Now the judiciary is also under his armpit. He dished out a senatorial seat to his brother, Ugochukwu, who never contested the election. He got the high court to grant an order forcing INEC to issue a certificate to a loser of an election –Wabara – who went ahead, few hours later, to become the senate president. Finally, the same boy was able to get the same court to sanction his action of deposing the governor of his state.
Five, it is not enough to blame the godfathers. The ‘sons’ themselves are guilty especially when they have the training to resist the humiliation and live decently. It beats the imagination of the sane to see how a doctor, for sheer political experience, subordinating himself to an illiterate chap who in civilized societies is qualified to be nothing better than his houseboy. Such elite have abused scholarship, their training and their profession. Once the possibility of a political office is at sight, knowledge, training and profession are thrown into the dustbin and the doctor or professor will be ready to go down on his knees pleading before an illiterate to connect him with the “top”. What a shame!
I could not believe that even as a governor-elect, Ngige was slapped and kicked several times by Chris Uche and his gang. They tore his shirt and humiliated him tremendously. Yet, there he was, with an MBBS, fellowships or PhD, keeping mute until when later, as governor, he was abducted and locked in a toilet of a hotel for hours. The truth is that people like Ngige do not deserve to be governors.
And so on. Would this be the last assault on democracy in Nigeria? No. We do not expect to see any change so long as Obasanjo is in power. The PDP, in its quest to win the last elections has raised many Ubas throughout the country. Anybody who played their role deserves to be treated as a sacred cow. That is why neither Obasanjo nor the PDP could touch him, just like Senator Omisore. The boy-syndrome has been there since the military days of Babangida and Abacha. The difference is that while Babangida and Abacha were recruiting their boys from the military and few educated civilians, Obasanjo is recruiting houseboys and area boys and subverting the rule of law. These were the boys who won him the presidency during the last 4-19 election. You can imagine by what means they did that. By the “foulest means possible”, Haruna would answer.

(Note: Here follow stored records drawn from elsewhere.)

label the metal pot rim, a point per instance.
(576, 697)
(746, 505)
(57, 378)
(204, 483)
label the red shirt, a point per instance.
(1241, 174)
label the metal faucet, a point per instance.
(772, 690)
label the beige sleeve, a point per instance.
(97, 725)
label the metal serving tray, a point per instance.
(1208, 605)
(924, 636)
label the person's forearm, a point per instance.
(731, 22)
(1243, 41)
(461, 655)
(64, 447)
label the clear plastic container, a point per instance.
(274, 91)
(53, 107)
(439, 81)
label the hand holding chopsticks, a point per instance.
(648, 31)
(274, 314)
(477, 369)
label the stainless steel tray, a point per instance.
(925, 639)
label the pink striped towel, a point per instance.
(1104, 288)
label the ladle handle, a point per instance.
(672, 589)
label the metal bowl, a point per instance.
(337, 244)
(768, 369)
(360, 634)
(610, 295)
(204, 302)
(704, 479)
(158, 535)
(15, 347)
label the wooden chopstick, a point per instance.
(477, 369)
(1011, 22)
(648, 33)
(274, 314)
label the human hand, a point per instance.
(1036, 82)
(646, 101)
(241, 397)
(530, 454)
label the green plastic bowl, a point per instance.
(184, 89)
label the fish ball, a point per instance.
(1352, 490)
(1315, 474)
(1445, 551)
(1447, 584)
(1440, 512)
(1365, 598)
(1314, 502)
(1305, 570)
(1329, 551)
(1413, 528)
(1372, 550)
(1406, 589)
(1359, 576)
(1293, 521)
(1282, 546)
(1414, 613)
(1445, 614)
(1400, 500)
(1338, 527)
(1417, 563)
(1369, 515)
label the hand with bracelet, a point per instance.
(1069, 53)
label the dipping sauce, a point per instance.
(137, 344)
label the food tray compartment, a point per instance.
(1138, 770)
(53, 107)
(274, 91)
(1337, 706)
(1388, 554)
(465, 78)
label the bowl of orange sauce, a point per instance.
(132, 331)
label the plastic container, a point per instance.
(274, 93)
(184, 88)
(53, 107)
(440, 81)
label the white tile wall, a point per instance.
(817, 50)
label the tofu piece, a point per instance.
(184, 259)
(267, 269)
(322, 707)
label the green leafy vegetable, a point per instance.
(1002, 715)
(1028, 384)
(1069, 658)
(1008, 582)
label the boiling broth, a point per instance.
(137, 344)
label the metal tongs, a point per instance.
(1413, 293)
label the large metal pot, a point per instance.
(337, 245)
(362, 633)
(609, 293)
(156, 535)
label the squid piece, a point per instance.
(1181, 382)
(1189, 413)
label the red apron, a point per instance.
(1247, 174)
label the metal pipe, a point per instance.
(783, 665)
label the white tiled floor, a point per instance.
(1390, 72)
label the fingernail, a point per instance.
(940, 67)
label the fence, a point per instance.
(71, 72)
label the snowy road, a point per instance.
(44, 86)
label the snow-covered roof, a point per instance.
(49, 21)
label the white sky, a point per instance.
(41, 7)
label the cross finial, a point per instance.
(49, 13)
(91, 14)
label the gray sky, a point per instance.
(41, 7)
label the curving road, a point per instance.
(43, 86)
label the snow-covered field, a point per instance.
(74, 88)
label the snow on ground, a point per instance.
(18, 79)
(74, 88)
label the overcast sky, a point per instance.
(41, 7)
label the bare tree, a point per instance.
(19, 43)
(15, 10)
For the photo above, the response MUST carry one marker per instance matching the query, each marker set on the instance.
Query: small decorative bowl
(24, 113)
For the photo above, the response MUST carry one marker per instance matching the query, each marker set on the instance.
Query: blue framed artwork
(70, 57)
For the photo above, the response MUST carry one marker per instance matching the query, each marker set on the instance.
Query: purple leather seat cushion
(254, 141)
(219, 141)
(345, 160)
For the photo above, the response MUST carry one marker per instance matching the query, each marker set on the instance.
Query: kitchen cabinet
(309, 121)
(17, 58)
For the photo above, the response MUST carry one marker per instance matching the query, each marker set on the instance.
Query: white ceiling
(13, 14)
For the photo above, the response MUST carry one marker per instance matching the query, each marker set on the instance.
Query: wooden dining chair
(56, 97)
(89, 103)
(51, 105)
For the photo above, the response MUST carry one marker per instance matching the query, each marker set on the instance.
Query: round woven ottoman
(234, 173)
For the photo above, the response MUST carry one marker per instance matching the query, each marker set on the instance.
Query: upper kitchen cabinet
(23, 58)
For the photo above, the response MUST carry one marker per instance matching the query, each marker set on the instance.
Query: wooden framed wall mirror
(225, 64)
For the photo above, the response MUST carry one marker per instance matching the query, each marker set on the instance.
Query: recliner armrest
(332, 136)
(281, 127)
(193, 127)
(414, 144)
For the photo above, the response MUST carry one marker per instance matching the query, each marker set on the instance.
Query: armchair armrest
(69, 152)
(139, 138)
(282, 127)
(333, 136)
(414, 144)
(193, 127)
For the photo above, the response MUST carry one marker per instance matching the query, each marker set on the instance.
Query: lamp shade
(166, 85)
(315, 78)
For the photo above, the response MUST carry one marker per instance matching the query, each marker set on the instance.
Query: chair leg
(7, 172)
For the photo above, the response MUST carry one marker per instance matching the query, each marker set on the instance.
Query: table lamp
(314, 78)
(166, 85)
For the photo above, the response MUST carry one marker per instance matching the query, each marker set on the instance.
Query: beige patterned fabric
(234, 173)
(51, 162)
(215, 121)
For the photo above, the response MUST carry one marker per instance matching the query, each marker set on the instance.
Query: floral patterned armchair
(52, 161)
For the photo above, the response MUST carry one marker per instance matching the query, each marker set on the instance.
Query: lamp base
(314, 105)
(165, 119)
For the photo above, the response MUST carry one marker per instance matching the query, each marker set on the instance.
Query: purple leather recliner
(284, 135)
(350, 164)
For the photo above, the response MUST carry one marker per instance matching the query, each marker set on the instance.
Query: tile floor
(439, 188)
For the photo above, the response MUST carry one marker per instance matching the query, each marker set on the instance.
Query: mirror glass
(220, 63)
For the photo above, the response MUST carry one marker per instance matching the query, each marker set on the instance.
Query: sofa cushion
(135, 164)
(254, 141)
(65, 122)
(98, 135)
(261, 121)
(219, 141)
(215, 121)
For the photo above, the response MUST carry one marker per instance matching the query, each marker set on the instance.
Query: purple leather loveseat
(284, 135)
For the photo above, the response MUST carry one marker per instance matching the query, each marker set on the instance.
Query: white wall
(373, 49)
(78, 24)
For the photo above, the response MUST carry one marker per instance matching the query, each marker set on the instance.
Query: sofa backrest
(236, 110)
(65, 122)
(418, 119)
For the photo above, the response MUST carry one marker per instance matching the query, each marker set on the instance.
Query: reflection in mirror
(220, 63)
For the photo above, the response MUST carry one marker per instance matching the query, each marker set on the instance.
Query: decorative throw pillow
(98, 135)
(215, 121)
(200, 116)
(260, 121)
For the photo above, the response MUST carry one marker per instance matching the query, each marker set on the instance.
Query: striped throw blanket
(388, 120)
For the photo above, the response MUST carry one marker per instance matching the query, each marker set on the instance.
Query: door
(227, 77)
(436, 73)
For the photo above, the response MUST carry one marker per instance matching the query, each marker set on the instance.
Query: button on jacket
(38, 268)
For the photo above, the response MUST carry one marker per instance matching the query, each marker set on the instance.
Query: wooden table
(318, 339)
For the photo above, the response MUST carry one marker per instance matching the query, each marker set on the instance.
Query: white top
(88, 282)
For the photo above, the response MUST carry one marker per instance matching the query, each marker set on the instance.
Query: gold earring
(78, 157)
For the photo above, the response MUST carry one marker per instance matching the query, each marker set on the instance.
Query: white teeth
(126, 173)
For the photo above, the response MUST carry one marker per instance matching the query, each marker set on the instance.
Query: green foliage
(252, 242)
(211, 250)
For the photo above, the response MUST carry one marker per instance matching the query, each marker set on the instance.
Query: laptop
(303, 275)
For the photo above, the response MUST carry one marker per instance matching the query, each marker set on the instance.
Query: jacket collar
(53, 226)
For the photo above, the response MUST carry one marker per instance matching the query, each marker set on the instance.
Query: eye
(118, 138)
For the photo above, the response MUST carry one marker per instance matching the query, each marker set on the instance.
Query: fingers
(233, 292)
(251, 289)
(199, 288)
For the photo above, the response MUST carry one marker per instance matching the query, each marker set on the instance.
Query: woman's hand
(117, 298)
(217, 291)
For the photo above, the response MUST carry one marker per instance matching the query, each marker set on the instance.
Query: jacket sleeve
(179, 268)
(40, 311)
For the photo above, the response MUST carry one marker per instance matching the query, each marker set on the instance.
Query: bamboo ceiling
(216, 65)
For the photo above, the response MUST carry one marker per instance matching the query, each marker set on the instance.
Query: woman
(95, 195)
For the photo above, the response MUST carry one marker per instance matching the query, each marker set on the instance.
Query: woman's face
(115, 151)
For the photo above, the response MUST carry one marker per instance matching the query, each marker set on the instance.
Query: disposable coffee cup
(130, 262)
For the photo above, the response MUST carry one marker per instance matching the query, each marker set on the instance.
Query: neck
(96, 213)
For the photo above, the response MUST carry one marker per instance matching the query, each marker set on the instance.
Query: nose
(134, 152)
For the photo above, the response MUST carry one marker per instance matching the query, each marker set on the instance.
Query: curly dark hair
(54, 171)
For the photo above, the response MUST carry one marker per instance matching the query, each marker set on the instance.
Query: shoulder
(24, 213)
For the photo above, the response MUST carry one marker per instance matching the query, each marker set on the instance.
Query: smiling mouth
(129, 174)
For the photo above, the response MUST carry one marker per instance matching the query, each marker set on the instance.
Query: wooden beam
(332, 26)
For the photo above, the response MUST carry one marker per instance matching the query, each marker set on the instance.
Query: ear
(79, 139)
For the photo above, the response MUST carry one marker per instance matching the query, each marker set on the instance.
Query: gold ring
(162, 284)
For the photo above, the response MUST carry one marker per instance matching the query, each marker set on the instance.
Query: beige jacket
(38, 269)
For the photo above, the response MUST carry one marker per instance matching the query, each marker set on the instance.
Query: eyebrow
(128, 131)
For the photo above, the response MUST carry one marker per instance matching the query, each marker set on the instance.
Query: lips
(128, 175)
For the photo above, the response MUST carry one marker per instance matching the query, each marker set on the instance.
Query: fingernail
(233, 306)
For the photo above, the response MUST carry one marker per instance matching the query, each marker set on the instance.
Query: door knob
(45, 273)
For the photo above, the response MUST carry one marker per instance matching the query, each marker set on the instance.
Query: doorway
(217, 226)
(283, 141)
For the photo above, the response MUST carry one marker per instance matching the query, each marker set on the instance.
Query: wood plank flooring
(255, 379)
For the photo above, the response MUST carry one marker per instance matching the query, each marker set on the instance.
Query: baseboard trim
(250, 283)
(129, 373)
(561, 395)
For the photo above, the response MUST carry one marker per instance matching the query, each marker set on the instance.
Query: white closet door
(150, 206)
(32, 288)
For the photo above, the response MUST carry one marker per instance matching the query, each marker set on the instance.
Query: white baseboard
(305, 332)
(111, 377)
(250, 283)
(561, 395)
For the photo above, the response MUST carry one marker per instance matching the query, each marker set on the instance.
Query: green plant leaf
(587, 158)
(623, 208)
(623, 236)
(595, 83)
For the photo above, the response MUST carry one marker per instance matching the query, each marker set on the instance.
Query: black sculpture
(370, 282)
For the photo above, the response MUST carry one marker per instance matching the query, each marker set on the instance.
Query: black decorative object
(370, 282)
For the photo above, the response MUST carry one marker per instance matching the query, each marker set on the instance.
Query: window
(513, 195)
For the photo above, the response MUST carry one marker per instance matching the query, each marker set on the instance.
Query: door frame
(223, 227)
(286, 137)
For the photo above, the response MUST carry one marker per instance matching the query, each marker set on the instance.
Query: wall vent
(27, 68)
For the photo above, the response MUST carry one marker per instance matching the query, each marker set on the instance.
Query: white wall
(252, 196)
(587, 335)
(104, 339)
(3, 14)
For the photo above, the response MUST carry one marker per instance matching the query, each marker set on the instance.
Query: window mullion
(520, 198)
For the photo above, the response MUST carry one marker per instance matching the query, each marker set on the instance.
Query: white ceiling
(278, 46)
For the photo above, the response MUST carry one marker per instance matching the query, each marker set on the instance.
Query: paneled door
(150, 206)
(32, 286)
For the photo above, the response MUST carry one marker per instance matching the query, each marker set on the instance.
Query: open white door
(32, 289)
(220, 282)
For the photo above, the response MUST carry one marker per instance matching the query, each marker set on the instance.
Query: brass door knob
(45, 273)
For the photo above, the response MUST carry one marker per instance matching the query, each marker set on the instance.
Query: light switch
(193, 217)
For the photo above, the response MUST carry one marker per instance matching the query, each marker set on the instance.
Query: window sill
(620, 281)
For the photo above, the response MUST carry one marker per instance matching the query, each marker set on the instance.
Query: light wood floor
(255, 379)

In addition to a police that is notorious for its connivance, there will also be the elite who will be willing to sacrifice their conscience and become the houseboys of the Ubas in our society, as long as the society is contemptuous of merit and shows preference for anarchy instead of law.
One can therefore understand the lamentation of Justice Aniagolu when Vanguard (Mon. July 21, 2003) reported him saying, “All I can tell is that I feel ashamed, totally ashamed. I did not know that I will live to see what is happening in Nigeria today. I did not know that Nigeria we loved so much would turn to be what it is today. It is a tragedy. It is a tragedy of monumental proportion.”
The nation is fast rotting. The eighty-year old former Justice of the Supreme Court may be lucky to have reached advanced age before his lamentation. For those of us that are in their thirties and forties, without a saviour in the glare and without intention to become houseboys of the Ubas in our society, we have to learn how to live and die in the rot called Nigeria.